Hablar de Paris es totalmente de caradura. Una ciudad tan grande no se percibe en cuatro  o cinco horas. Pero ese era todo el tiempo que teníamos.

El barco abrió sus puertas a las 7 de la mañana. Diez minutos después corríamos a buscar un taxi que nos llevara a la estación de tren. La Harve queda a dos horas y pico en tren a Paris, tiempo suficiente para tomar una siesta antes de llegar a la ciudad del amor. Aunque nada de festejar el amor: al grupo lo formábamos tres personas tan distantes las unas de las otras que es increíble que hasta seamos amigos. Sam es iraní-canadiense, su único interés con París era la Torre Eiffel en todos sus ángulos. Ariel es argentino, fotógrafo de prensa y se pregunta todos los días qué hace sacando fotos de personas sonrientes. Y yo que lo único que quería era llegar a París y después sacar la cámara.

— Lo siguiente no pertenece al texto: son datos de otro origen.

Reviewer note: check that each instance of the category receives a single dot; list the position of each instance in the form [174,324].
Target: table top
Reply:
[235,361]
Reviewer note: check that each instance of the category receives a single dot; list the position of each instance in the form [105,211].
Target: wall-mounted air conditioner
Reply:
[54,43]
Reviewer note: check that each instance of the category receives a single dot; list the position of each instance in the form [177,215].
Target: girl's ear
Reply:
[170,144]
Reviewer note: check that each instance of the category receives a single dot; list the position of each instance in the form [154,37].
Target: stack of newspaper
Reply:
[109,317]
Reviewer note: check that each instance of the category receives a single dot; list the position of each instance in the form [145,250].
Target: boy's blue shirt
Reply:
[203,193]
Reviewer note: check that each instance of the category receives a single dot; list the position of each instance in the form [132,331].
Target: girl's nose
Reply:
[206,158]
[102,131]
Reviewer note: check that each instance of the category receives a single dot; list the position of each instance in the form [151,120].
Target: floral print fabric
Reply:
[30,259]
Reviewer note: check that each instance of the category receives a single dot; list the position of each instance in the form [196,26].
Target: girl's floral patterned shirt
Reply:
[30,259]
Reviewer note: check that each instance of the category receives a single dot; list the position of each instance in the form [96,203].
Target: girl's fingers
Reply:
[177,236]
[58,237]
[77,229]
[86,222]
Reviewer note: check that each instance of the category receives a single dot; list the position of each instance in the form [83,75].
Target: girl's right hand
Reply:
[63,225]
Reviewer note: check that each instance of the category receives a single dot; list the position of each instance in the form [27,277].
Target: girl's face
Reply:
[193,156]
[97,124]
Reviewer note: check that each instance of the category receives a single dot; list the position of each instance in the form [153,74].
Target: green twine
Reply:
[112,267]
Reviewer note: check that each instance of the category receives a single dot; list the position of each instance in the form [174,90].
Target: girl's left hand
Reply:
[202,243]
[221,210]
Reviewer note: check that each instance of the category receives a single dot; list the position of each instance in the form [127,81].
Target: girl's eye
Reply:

Ni miramos el mapa. Tampoco pensamos en el camino más inteligente para ver la mayor cantidad de cosas posibles antes de volver a la estación de tren. Seguimos a Sam por el metro número 9 a Trocadero. Y a la vuelta de la esquina, allí estaba: esa estructura de hierro colocada en la ciudad para la exposición universal de 1889. Aún de pie, rodeada de gente, de verde y de carruseles.

Ariel y yo seguimos nuestro camino. Bordeamos el sena sacando fotos de las personas que caminaban con nosotros, de aquel puente llenos de candados de enamorados (y de enamorados colgando nuevos candados). Pasamos por las tullerías, por palacios reales, por lugares que en su momento estuvieron hediendo a sangre, calles pequeñas que supieron conocer las barricadas. Caminábamos por calles que no se recuperaban de una revolución para caer en la otra.

Y todo eso sin detenernos a pensar en lo que sucedía a nuestro alrededor. En lo que ese lugar acunó en la historia. Queríamos llegar al Louvre y a Notre Dame, mirábamos el reloj con miedo, caminábamos a las apuradas sin saborear el momento.

Hasta que lo hicimos. Hasta que quedamos a media cuadra de la catedral de las gárgolas. Tan cerca como nunca antes del jorobado y de Esmeralda. Entonces nos venció el hambre. Crépès y café. Respirar el aire parisino, dejar de mirar las tiendas de souvenir.

Luego seguir a la carrera. A las fotos rápidas. A conversar sobre fotografía de calle y comenzar a hacer experimentos con ella.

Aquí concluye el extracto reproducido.